Bugün karşımıza BOP, ILIMLI İSLAM, DİNLER ARASI DİYALOG diye çıkan safsatalar aslında ABD nin kafasında kalan ve hayata geçirmek için fırsat kolladığı Türkiye'yi ve Ortadoğuyu parçalama politikasının, bir sinsi oyuna dönüştürülerek, uyuştura uyuştura uygulamaya sokulduğu bir entrikalar silsilesinden başka hiç bir şey değildir.

ABD, BOP un en büyük adımı olan Irak saldırısı için Türkiye'nin yardımına muhtaç olduğu için, dönemin başbakanı Ecevitten onay almak istedi. Fakat Ecevit Irak müdahalesine yardımı reddetti. Bunun üzerine yedekte tutulan ve aslında bir projenin eseri olan AKP yi iktidara getirmek için tüm senaryolar ortaya konuldu.Türkiyede sinsi bir ekonomik kriz çıkarılıp Ecevit hükümeti zayıf düşürüldü. MHP ninde bu süreçte ABD yanlısı bir tutum izlemesi nedeniyle "erken seçim" gibi bir oldu bittiyle birdenbire ülke seçime gitti.

İşte burada AKP'nin kurulma safhasında, AKP kurmayları sık sık ABD ye gidip "ILIMLI İSLAM" projesi konusunda ABD'nin yanında yer alacaklarını ve BOP projesi için ABD nin tüm Ortadoğu operasyonlarına katkıda bulunacaklarına söz verip ABD den icazet ve destek aldılar.

Erken seçimin ana nedenide işte ABD ye hizmete hazır bu yeni partiyi iktidara getirmek idi. Böylece büyük bir iç ve dış destekle AKP iktidara taşındı. Akabinde ABD'nin Irak operasyonu hazırlıkları hızlandı. Türkiyeden operasyon için destek verecekleri konusunda tezkerenin geçmesini ivedilikle istediler. AKP nin kurmayları ABD ye daha önce sözünü verdikleri tezkerenin geçeceğinden o kadar emindiler ki, ABD yetkililerine ve kamuoyuna tezkerenin geçmiş sayılması izlenimini rahatlıkla verdiler.

Ama işler böyle olmadı. Sonuçta parti içinde sağ duyulu milletvekillerininde tepkisiyle tezkere reddedildi. Ben çok iyi hatırlıyorum. Sn. R.Tayyip Erdoğan ve Sn. Abdullah Gül bu tezkere olayı sonunda çok fena hayal kırıklığına uğramışlardı. Yüzlerindeki acı ifade, çok korktukları bir yere verdikleri sözü tutamayan insanların endişelerini ve üzüntülerini taşıyordu. Hemde apaçık.

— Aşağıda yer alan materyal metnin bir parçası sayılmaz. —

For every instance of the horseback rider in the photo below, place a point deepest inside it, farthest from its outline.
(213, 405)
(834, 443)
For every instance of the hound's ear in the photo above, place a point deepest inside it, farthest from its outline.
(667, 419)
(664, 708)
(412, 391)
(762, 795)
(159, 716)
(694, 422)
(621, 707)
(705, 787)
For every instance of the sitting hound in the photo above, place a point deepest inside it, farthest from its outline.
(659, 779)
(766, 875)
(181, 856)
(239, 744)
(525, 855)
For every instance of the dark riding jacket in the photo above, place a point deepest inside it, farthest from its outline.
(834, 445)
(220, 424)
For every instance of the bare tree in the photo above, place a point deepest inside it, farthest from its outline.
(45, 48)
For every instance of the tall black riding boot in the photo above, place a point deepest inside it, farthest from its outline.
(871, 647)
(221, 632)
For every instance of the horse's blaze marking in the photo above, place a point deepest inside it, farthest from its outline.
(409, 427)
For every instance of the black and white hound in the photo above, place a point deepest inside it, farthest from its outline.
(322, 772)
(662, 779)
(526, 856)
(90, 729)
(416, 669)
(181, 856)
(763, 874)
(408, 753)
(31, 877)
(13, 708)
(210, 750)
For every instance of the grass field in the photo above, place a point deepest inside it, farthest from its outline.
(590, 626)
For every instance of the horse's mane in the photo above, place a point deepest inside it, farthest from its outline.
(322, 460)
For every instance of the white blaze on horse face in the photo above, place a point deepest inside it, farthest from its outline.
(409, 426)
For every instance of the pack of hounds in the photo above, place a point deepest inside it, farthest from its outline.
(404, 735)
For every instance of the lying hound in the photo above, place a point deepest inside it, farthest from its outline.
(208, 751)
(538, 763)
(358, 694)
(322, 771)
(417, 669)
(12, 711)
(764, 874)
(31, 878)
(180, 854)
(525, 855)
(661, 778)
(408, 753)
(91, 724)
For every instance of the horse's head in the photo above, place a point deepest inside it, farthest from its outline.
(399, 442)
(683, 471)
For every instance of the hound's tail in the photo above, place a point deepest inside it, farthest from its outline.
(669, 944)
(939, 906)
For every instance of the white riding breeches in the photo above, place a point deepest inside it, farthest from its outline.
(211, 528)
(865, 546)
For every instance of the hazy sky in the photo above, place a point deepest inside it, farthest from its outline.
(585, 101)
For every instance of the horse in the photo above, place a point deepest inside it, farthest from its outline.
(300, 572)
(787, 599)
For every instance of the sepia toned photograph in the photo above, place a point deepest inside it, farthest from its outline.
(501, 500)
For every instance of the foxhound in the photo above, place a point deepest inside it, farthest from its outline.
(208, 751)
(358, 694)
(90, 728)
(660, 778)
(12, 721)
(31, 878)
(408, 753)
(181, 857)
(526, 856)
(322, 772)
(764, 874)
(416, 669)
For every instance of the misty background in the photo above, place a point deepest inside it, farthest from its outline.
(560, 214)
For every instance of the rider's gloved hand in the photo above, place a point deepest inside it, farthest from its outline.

ABD bu olaydan sonra AKP'yi silip silmeme konusunda bir bocalama sürecine girdi. Türkiye kara listeye alındı. İşte bu süreçte Sn. Cüneyd Zapsu'nun bizzat Başbakan Erdoğan tarafından ABD ye gönderilip adeta af edilmek için yalvarması "Bu adamı (Erdoğan'ı) deliğe süpürmeyin, kullanın" sözleri aslında AKP'nin nasıl ve kimler tarafından bu ülkenin başına getirildiğinin bir cümleyle özetidir.
Fakat ülkemizin insanları bu faciayı maalesef çoğunlukla okuyamamışlardır.

AKP kurmaylarının parti kuruluşunda ABD yi bu kadar ilahlaştırmalarının nedenini söylemezsek konu eksik kalır. Erbakan'ın Çillerle yaptığı koalisyon hükümetinde M.G.K da döktüğü soğuk terlerin nedenini yazmama sanırım gerek yok. İşte bu AKP kurmayları Erbakan'ın paşalar karşısında bu geri adım atması meselesini o günlerde çok ağır eleştirenlerdendi. Yeni partiyi kurarkende bu hale düşmemek için tedbir olarak ABD ve AB ye sırtlarını yaslamayı ve bu şekilde onlara her türlü tavizi vererek ayakta kalmayı kendileri için başka alternatifi olmayan bir yol ve bir garanti olarak gördüler.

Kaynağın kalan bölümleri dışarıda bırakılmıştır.